Publicly, Western leaders have offered a low-key response to Saied’s moves. But when Washington last month voiced concern about an “erosion of democratic norms,” Tunisian Foreign Minister Othman Jerandi pushed back, calling the statement an “interference in national internal affairs.”
Civil society groups and political opponents—some of whom question the referendum’s results—say the constitution merely cements a year of eroding rights: from a crackdown on political critics and journalists, to the dismissal of dozens of judges and Saied’s replacement of the independent electoral commission’s executive board just weeks before his referendum.
Tunisians have partly responded with growing self-censorship, analyst Marks says, characteristic of pre-revolution days.
“When Kais took the reins last year, a lot of people just naturally stopped discussing politics on the phone, because they believed the phones were tapped again,” she says.
“Nobody can say no to Kais Saied,” says Rached Ghannouchi, leader of Tunisia’s once-powerful Islamist-inspired Ennahdha party. He is being investigated for corruption allegations he dismisses as politically motivated.
“He controls the judiciary, the National Assembly, the administration” Ghannouchi adds, “he rules like a pharaoh.”
Rocky times ahead
Tunisia’s leader faces sizable road bumps ahead. The powerful UGTT trade threatens another strike next week over better pay and benefits—potentially paving the way for an uptick of social unrest.

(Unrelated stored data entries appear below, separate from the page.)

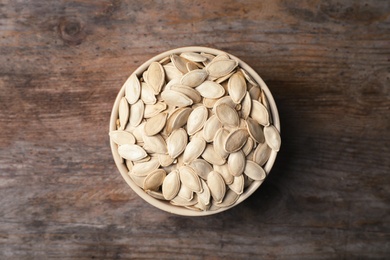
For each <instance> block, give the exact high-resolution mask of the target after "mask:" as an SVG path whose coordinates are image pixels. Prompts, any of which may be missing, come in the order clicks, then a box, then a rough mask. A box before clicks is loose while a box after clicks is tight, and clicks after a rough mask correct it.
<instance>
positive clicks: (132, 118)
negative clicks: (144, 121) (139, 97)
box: [129, 99, 145, 126]
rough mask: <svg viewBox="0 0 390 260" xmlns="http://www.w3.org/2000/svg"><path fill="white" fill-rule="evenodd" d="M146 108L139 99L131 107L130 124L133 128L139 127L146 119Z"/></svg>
mask: <svg viewBox="0 0 390 260" xmlns="http://www.w3.org/2000/svg"><path fill="white" fill-rule="evenodd" d="M144 112H145V106H144V102H143V101H142V100H141V99H139V100H138V101H137V102H135V103H134V104H133V105H131V107H130V118H129V123H130V125H131V126H137V125H139V124H140V123H141V121H142V119H144Z"/></svg>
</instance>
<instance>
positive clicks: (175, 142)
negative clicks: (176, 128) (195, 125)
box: [167, 128, 187, 158]
mask: <svg viewBox="0 0 390 260" xmlns="http://www.w3.org/2000/svg"><path fill="white" fill-rule="evenodd" d="M167 146H168V154H169V155H170V156H171V157H172V158H176V157H178V156H179V155H180V154H181V153H182V152H183V151H184V149H185V148H186V146H187V132H186V130H184V129H183V128H179V129H176V130H174V131H173V132H172V134H171V135H170V136H169V137H168V139H167Z"/></svg>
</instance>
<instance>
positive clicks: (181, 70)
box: [171, 54, 188, 74]
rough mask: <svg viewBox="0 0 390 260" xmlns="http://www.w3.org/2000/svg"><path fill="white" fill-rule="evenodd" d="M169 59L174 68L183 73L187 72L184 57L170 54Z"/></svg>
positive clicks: (185, 62) (186, 69)
mask: <svg viewBox="0 0 390 260" xmlns="http://www.w3.org/2000/svg"><path fill="white" fill-rule="evenodd" d="M171 61H172V64H173V66H175V67H176V69H178V70H179V71H180V72H181V73H183V74H185V73H187V72H188V70H187V66H186V63H187V61H186V60H185V59H183V58H182V57H180V56H178V55H176V54H172V55H171Z"/></svg>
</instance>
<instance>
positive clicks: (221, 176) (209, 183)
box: [207, 171, 226, 203]
mask: <svg viewBox="0 0 390 260" xmlns="http://www.w3.org/2000/svg"><path fill="white" fill-rule="evenodd" d="M207 185H208V186H209V189H210V193H211V196H212V197H213V199H214V200H215V202H217V203H218V202H222V200H223V198H224V196H225V192H226V185H225V182H224V180H223V178H222V176H221V174H219V173H218V172H216V171H211V172H210V173H209V175H208V176H207Z"/></svg>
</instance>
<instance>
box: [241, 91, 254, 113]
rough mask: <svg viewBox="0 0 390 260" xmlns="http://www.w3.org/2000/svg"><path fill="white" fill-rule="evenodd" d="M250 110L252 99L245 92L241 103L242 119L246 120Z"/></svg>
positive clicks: (246, 93) (247, 92)
mask: <svg viewBox="0 0 390 260" xmlns="http://www.w3.org/2000/svg"><path fill="white" fill-rule="evenodd" d="M251 109H252V99H251V96H250V95H249V92H248V91H247V92H246V94H245V97H244V99H243V100H242V101H241V116H242V118H244V119H247V118H248V116H249V115H250V113H251Z"/></svg>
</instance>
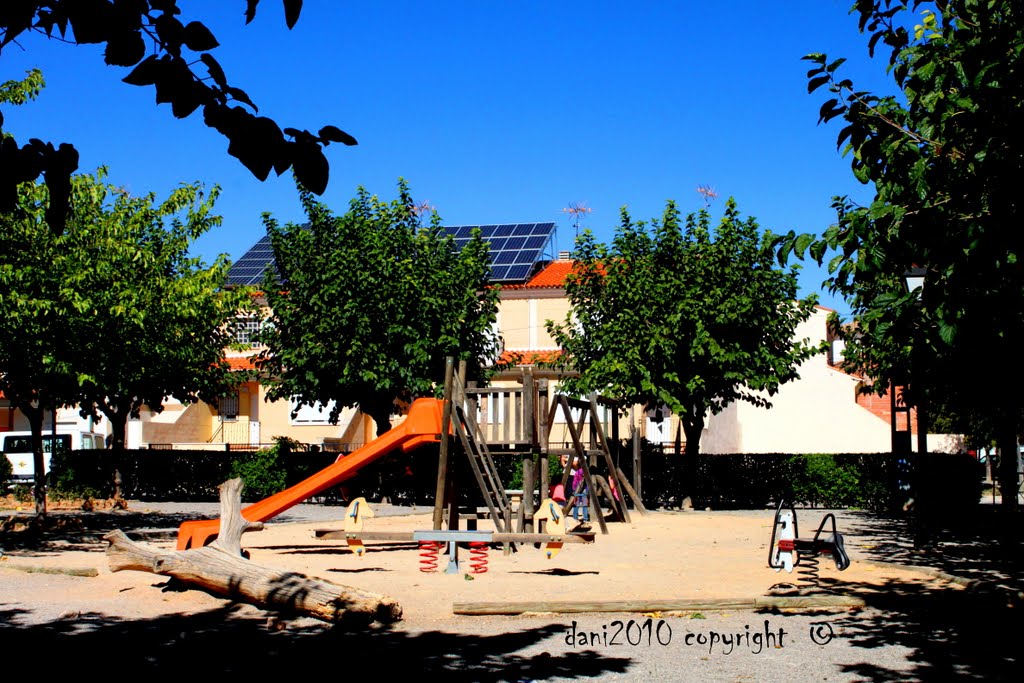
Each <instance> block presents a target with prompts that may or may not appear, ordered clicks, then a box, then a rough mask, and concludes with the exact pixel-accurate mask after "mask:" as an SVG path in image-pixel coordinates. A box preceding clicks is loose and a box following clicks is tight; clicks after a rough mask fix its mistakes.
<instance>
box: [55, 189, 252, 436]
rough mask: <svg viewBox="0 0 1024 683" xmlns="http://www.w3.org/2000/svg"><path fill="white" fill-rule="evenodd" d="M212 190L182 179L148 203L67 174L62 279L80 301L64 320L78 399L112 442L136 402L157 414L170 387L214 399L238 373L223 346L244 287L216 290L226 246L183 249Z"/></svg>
mask: <svg viewBox="0 0 1024 683" xmlns="http://www.w3.org/2000/svg"><path fill="white" fill-rule="evenodd" d="M218 193H219V189H218V188H217V187H214V188H213V190H212V191H210V193H209V195H205V194H204V191H203V189H202V187H201V186H200V185H199V184H182V185H180V186H179V187H177V188H176V189H174V190H173V191H172V193H171V194H170V196H169V197H168V198H167V199H166V200H163V201H161V202H157V201H156V198H155V197H154V196H153V195H150V196H147V197H144V198H136V197H131V196H130V195H128V194H127V193H125V191H123V190H120V189H117V188H115V187H112V186H108V185H103V184H102V183H101V182H100V178H98V177H97V178H92V177H89V176H82V177H80V178H78V177H77V178H76V182H75V185H74V191H73V197H74V199H75V201H74V202H73V212H72V215H71V220H70V222H69V230H68V231H69V237H70V238H71V239H72V240H71V242H70V244H69V246H68V253H67V254H66V256H65V260H67V261H70V264H69V268H71V269H72V270H71V271H70V272H67V273H65V278H66V281H67V283H68V285H69V286H70V287H74V288H75V289H76V290H77V291H79V292H82V293H83V296H84V297H85V298H86V299H87V303H88V306H87V307H86V308H85V309H84V310H80V311H79V314H75V315H72V316H71V318H70V319H69V322H68V323H69V331H70V332H71V333H72V334H73V335H74V337H75V339H76V359H75V365H76V367H77V369H78V374H79V383H80V396H81V397H80V400H79V404H80V408H81V409H82V411H83V412H88V413H92V414H94V415H98V414H102V415H103V416H105V417H106V418H108V419H110V420H111V423H112V425H113V427H114V441H115V447H118V446H123V443H124V428H125V421H126V420H127V419H128V417H138V412H139V409H141V407H142V405H143V404H144V405H146V407H148V408H150V410H152V411H155V412H158V413H159V412H161V411H163V403H164V401H165V400H166V399H167V398H168V397H171V396H173V397H174V398H176V399H178V400H180V401H182V402H191V401H196V400H199V399H201V398H202V399H205V400H207V401H208V402H214V401H215V400H216V399H217V398H218V397H219V396H221V395H222V394H223V393H224V392H225V391H226V390H227V389H228V388H230V387H231V386H233V384H234V383H237V382H238V377H232V375H231V373H230V372H229V370H228V368H227V365H226V361H225V360H224V348H225V347H226V346H228V344H229V343H230V341H231V333H232V330H233V328H232V326H231V323H232V322H233V321H234V318H236V316H237V315H238V314H239V312H240V311H242V310H244V309H245V308H246V307H248V306H250V302H251V299H250V296H249V293H248V292H247V291H246V290H244V289H241V290H239V289H236V290H225V289H224V284H225V281H226V278H227V270H228V267H229V263H228V261H227V257H226V255H221V256H220V257H219V258H218V259H217V260H216V261H215V262H214V263H213V264H212V265H209V266H208V265H207V264H206V263H204V262H203V261H202V260H201V259H199V258H196V257H193V256H190V255H189V253H188V252H189V249H190V247H191V244H193V243H194V242H195V241H196V240H197V239H198V238H199V237H201V236H202V234H203V233H204V232H206V231H207V230H209V229H210V228H212V227H213V226H215V225H219V224H220V216H217V215H214V214H213V213H212V210H213V205H214V202H215V201H216V198H217V195H218Z"/></svg>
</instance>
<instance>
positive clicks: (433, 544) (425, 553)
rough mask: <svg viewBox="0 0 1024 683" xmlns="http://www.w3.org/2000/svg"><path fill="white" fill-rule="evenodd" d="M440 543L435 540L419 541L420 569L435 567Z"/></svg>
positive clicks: (436, 563) (438, 552)
mask: <svg viewBox="0 0 1024 683" xmlns="http://www.w3.org/2000/svg"><path fill="white" fill-rule="evenodd" d="M440 549H441V544H440V543H437V542H436V541H420V571H434V570H436V569H437V555H438V553H440Z"/></svg>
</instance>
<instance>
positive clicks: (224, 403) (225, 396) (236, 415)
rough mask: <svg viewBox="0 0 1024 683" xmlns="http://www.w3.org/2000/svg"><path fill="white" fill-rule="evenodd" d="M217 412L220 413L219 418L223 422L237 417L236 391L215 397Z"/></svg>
mask: <svg viewBox="0 0 1024 683" xmlns="http://www.w3.org/2000/svg"><path fill="white" fill-rule="evenodd" d="M217 412H218V413H220V419H221V420H223V421H225V422H230V421H234V420H238V419H239V394H238V392H234V393H229V394H227V395H226V396H221V397H220V398H219V399H217Z"/></svg>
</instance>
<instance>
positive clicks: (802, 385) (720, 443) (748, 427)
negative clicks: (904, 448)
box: [700, 308, 892, 453]
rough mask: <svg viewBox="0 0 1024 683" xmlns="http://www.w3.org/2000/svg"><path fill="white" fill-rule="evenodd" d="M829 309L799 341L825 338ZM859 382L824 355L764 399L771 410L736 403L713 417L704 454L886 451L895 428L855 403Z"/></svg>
mask: <svg viewBox="0 0 1024 683" xmlns="http://www.w3.org/2000/svg"><path fill="white" fill-rule="evenodd" d="M827 315H828V311H827V310H826V309H822V308H816V309H815V310H814V312H813V313H812V315H811V317H810V318H808V319H807V322H805V323H804V324H803V325H801V326H800V327H799V328H798V329H797V335H796V336H797V338H807V339H810V340H811V342H813V343H818V342H822V341H824V340H825V330H826V328H825V321H826V318H827ZM857 382H858V381H857V379H856V378H854V377H851V376H849V375H847V374H845V373H842V372H840V371H838V370H836V369H834V368H831V367H829V366H828V360H827V356H826V355H825V354H819V355H815V356H813V357H812V358H810V359H809V360H807V361H806V362H805V364H804V365H803V366H801V368H800V379H798V380H794V381H792V382H788V383H786V384H783V385H782V386H781V387H779V390H778V393H776V394H775V395H774V396H768V395H767V394H765V396H766V397H767V398H768V400H769V401H770V402H771V403H772V408H771V409H765V408H757V407H754V405H752V404H750V403H746V402H736V403H732V404H731V405H730V407H729V408H727V409H726V410H725V411H724V412H723V413H722V414H721V415H717V416H713V417H712V418H711V419H710V421H709V422H708V428H707V429H706V431H705V435H703V436H702V437H701V444H700V445H701V449H700V451H701V453H885V452H888V451H890V450H891V447H892V438H891V433H890V426H889V423H887V422H886V421H885V420H882V419H880V418H879V417H877V416H876V415H873V414H872V413H870V412H869V411H867V410H865V409H863V408H861V407H860V405H858V404H857V402H856V393H855V392H856V390H857Z"/></svg>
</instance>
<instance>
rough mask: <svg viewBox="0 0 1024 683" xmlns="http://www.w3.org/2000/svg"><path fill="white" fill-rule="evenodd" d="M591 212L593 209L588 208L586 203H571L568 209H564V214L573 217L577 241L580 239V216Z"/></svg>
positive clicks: (563, 209) (566, 207) (587, 206)
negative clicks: (576, 234) (568, 214)
mask: <svg viewBox="0 0 1024 683" xmlns="http://www.w3.org/2000/svg"><path fill="white" fill-rule="evenodd" d="M591 211H593V209H591V208H590V207H589V206H587V203H586V202H570V203H569V205H568V206H567V207H566V208H564V209H562V213H567V214H569V215H570V216H572V226H573V227H574V228H575V232H577V239H579V238H580V216H582V215H583V214H585V213H590V212H591Z"/></svg>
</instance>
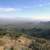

How much Saied can count on the country’s security forces — including its popular military that sided with the people in the 2011 revolt — is another unknown.
“It does look like he still has the military with him,” analyst Marks says. But if the country tips into the massive protests of a decade ago, “the military might make a recalculation.”
Marks, for one, is not betting on the president.
“I think Kais is destined to become that most unfortunate of creatures – an unpopular populist,” she says. “I think his days are numbered – how long remains to be seen.”
Engineer Rania Zahafi, who did not vote for Saied’s constitution and worries about its fallout, remains confident Tunisians will have the last say.
“It’s up to us to change things,” she says. “We have to make our country a better place.”